The measure - or metric - of our wide-ranging success
"Eerie" isn't an adjective that comes up all that often in the work of a wordsmith, but I just might apply it to the coincidence of "everybody" suddenly doing the same less-than-brilliant thing with the language at the same time. These verbal misfires then prompt an answering volley of criticism from the usage mavens.
The critics, for instance, inveigh against people who say "showstopper" when they mean "deal-breaker," and use "gridlock" as an all-purpose synonym for congestion on, for instance, the California freeways.

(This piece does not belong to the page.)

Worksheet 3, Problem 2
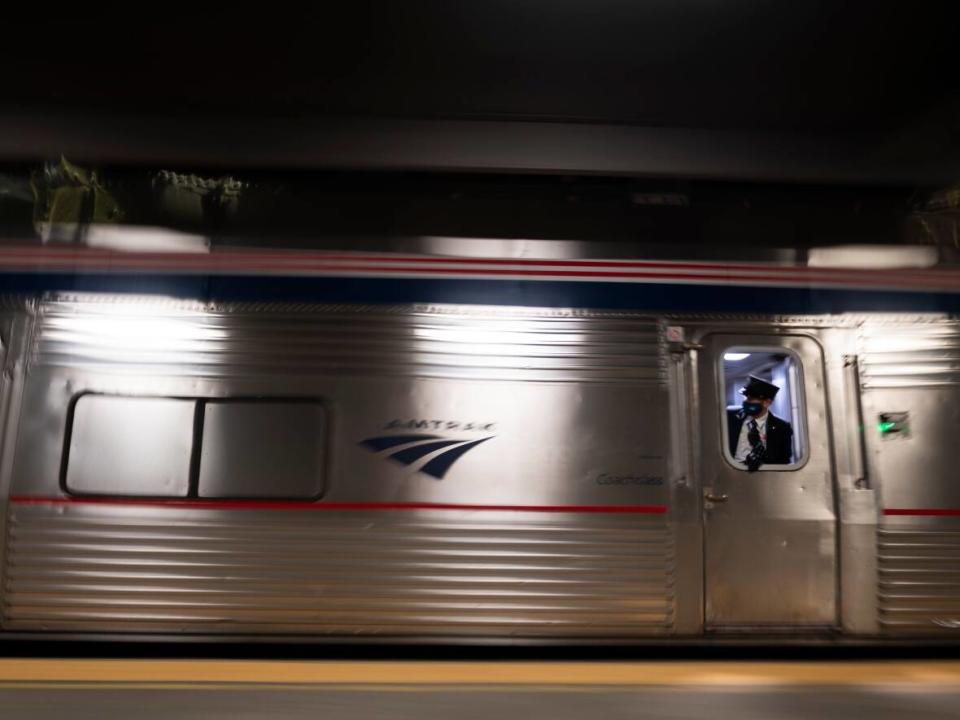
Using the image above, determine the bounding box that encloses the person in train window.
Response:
[727,375,793,472]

Whew. I'm glad to know I'm not the only one. With no grid, there's nothing to lock. "Gridlock" has New York, not Los Angeles, written all over it.

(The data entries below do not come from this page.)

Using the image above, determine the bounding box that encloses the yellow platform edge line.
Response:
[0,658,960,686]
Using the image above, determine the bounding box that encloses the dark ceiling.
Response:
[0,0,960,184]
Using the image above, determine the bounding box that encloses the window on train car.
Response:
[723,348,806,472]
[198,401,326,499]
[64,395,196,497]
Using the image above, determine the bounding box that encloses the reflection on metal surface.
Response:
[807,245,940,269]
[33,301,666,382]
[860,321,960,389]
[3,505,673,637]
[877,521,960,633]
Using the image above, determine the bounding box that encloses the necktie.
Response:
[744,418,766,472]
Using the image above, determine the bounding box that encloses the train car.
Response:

Now I find that others are getting energized on another point where I've wondered whether I'm the only one: false ranges, aka "everything from." For instance, "In her wide-ranging theater career, she has played everything from Third Buttercup From the Right to Lady Macbeth." Some range, huh? The phrase is often used, though, in situations without even that much logic. "Such as" is often a better construction.

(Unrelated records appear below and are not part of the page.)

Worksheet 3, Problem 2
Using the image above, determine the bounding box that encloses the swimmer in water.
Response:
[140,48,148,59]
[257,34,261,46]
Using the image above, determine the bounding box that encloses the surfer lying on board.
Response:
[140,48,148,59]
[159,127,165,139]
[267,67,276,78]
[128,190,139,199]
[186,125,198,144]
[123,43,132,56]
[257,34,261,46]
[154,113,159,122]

The critic Dorothy Parker is widely reported to have dismissed an early performance by Katherine Hepburn by saying she "ran the gamut of emotions from A to B." The quip worked because it plays off the well-known range "from A to Z."
But when we read, "Colleges from Harvard to Podunk State are requiring students to have laptops," the range is less clear. Is that schools across Massachusetts? East Coast to West? Expensive to bargain priced?
Even worse is the "everything from" variant. The St. Petersburg Times reported recently on two new futures markets offering hurricane contracts: "An Irish company, Trade Exchange Network, last month added hurricanes to the menu at www.intrade.com which features contracts on everything from Hillary Clinton's nomination for president to Osama bin Laden's capture."
The rise of "everything from" may come from a desire for terms to get a grip somehow on, you know, all that stuff out there. That may be behind the new use of "metric" to mean a gauge for success, metaphorical and often numerical, in a field where success can be hard to define. For instance, Marketing Vox reported a few weeks ago, "Madison Avenue has turned to 'consumer engagement' as its new media planning metric - one that could replace 'frequency' as the multiplier in most media plans."
Some dismiss this new usage as needless jargon, and others ask, "What's wrong with good old-fashioned 'measure'?" But I think I understand the appeal of "metric."
For one thing, "measure" does double duty already, as both an amount measured out, literally or metaphorically ("He was able to react to their outburst with a measure of calm") and the device itself - a tape measure, for instance. And "metric" sounds much crisper, with its hard "c" ending.
This "metric" is the critical number that tells us what we need to know: a company's stock price, a nation's unemployment rate, a slugger's batting average. In other endeavors - trying to bring democracy to Iraq, trying to make money on the Internet - it's not so clear what success looks like. No wonder people grasp for "metrics."